Cleburne v. Cleburne Living Center (1985)

Read the opinion here.

Issue.  Is mental retardation a "quasi-suspect" classification for purposes of the Equal Protection Clause?

Background.  The Texas City of Cleburne denied a special use permit for the running of a group home for the mentally retarded.  Such a permit, however, is not necessary for the use of multiple dwelling facilities for others who are not mentally retarded.  Clearly, the city made a distinction based on mental retardation.

The group home sued and claimed that such a distinction violated the Equal Protection Clause.  The Court of Appeals agreed and found mental retardation to be a "quasi-suspect" class.  On appeal, the Supreme Court did not agree mental retardation is a "quasi-suspect" class but did find that the City's denial of the special use permit violated equal protection under rational review analysis.

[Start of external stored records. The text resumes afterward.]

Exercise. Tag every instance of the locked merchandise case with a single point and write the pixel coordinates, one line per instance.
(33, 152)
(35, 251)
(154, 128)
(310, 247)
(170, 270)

Court's Analysis.  The Court first determined whether mental retardation was a "quasi-suspect" class for equal protection purposes.  The Court found that it was not.  First, the mentally retarded run the gambit in their disability and the State has an interest in dealing appropriately with them.  Second, law makers, at all levels, have been addressing the needs of the mentally retarded through anti-discrimination laws and providing resources for their care.  Since they are being provided for through the political process, it is difficult to argue that they are an insular minority.  Third, the legislative response to the needs of the mentally disabled has shown that they are not politically powerless.  Finally, if the mentally retarded were deemed a "quasi-suspect" class, it would be difficult to find a principled way to distinguish a variety of other groups who perhaps have immutable disabilities setting them apart from others that need "quasi-suspect" protection.

Even though mental retardation is not a "quasi-suspect" class, it does not mean that the special use permit survives Equal Protection scrutiny.  The city still needs a rational basis for distinguishing the mentally retarded in the need for a special use permit.  All the City needs to demonstrate that the distinction is rationally related to a legitimate governmental purpose.  Cleburne could not do so in this case.

Cleburne was concerned about the negative attitude of the majority of property owners who would be located within 200 feet of the group home.  Mere negative attitudes or unsubstantiated fears are not a constitutionally permissible reason to make such a distinction.  Cleburne also feared that the residents of the group home would be ridiculed by local school children.  Again, the Court found that justification to be inappropriate since it was a vague idea that children may ridicule the mentally retarded even though there were more than 40 mentally retarded students in the school.  Cleburne was also concerned that the home was located in a flood plain.  A concern for the building on a flood plain cannot explain why a group home for the mentally retarded needs a special use permit while one for the elderly, for example, does not.  Finally, Cleburne was concerned about the number of residents and the size of the home.  Again, the Court noted that Cleburne did not show such concern for other types of group homes which did not need a special use permit.

Since Cleburne could not rationally justify the distinction it made in who needed a permit to run a group home (based on the type of residents who would live in the home), the distinction was not constitutionally permissible.